One of my early mentors a long time ago taught me this saying: “Don’t fight Papa Dow.”
In other words, the Dow Jones Industrial Average is the most important index in the world.
When someone asks you what the market did today, they’re wondering how the Dow Jones Industrial Average closed for the session.
Some people argue that the S&P 500 is more important because it represents 500 stocks, rather than just 30 from in the Dow Industrials. But by that logic, the Russell 3000 should be most important because it represents 98% of all investable assets in the U.S. equities market, and contains 3,000 stocks.
But most non-professionals don’t even know the Russell 3000 exists. Also, if you overlay the Dow Jones Industrial Average over the S&P 500, they move together in correlation.
If you get the Dow right, you’re likely to get the direction of S&Ps right as well:
So, with the Dow Jones Industrial Average reaching its upside objective this year, this is a perfectly logical place for a correction to begin.
It didn’t mean it necessarily had to start from these levels, but it is indeed perfectly normal for it to occur from these prices.
You can see here that this year’s highs in the Dow represent a cluster of Fibonacci extensions from both the 2000 and the 2007 highs:
If we’re below that, there is clear evidence of overhead supply. In other words, there are overwhelmingly more sellers at these prices than buyers. The market has proven that.
Let’s take a closer look at the Dow. This index has been, and still is, guilty until proven innocent.
We’ve been in the camp that we’re either going to buy stocks at higher levels, once the market proves that the demand has absorbed all of this supply, or buy at much lower levels once the correction has run its course.
The latter has been our base case, much lower levels, but as always we want to keep an open mind to all possible outcomes:
If we’re above $26,800 we can make an argument for a major breakout, but… I (still) believe that is the much lower probability outcome and new lows is most likely.
We run our breadth numbers and the “market of stocks” is in much worse shape that the “stock market” indexes are suggesting.
Even though we have not broken below the first quarter lows in the Dow, the list of stocks making new 52-week lows and number of stocks showing bearish momentum characteristics is much larger than when we were at those 2018 lows.

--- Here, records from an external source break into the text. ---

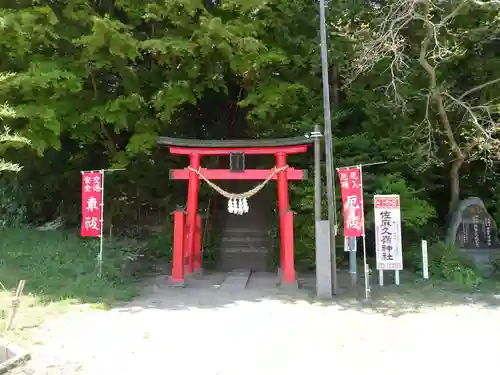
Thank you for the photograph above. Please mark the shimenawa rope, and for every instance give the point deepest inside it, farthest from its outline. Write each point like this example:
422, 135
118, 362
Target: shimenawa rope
248, 194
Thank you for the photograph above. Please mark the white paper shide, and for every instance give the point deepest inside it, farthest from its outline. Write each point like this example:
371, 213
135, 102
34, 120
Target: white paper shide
388, 242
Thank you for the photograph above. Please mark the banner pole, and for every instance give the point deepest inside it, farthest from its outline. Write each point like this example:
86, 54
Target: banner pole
101, 238
364, 231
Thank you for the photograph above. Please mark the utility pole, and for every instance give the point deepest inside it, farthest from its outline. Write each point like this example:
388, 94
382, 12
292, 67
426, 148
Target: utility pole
328, 145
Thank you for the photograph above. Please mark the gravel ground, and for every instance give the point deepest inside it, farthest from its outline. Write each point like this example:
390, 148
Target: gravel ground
264, 330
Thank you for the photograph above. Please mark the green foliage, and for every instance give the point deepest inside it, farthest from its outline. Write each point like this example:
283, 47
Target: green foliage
13, 211
92, 84
59, 265
445, 263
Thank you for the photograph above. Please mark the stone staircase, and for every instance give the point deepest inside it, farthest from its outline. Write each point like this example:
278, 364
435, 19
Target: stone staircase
245, 242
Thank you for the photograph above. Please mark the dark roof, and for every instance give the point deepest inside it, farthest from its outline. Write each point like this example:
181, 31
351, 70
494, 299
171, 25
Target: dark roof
237, 143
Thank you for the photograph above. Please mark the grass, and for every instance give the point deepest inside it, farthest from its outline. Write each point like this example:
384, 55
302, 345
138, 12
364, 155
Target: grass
61, 275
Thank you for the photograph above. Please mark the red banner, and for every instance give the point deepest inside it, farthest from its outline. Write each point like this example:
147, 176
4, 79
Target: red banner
91, 204
352, 201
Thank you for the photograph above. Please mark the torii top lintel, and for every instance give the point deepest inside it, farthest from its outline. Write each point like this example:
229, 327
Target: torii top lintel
181, 146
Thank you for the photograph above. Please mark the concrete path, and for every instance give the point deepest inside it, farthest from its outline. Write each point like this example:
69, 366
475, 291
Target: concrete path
206, 329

In my opinion, the indexes are hiding the overwhelming weakness underneath the surface.
The Dow Jones Transportation Average finds itself in a similar predicament. It has also been the leader during this time period.
It peaked in late 2014, six months before the Dow Jones Industrials. It also bottomed in January 2016, the month before its industrial counterparts.
And, once again, in early October the Dow Industrials made new highs and the Dow Transports did not. This divergence has become customary at every major turning point over the last several years:
If we’re below $11,100 the higher probability outcome is that we see much lower prices. If $9,300 holds, I think the bulls should consider themselves lucky. In all likelihood that breaks and we go much lower. We’ll see.
The one that looks the strongest of the three is the Dow Jones Utility Average.
Think about it like this, when markets are strong and stocks are going higher, are utilities the ones usually leading them? The answer is no.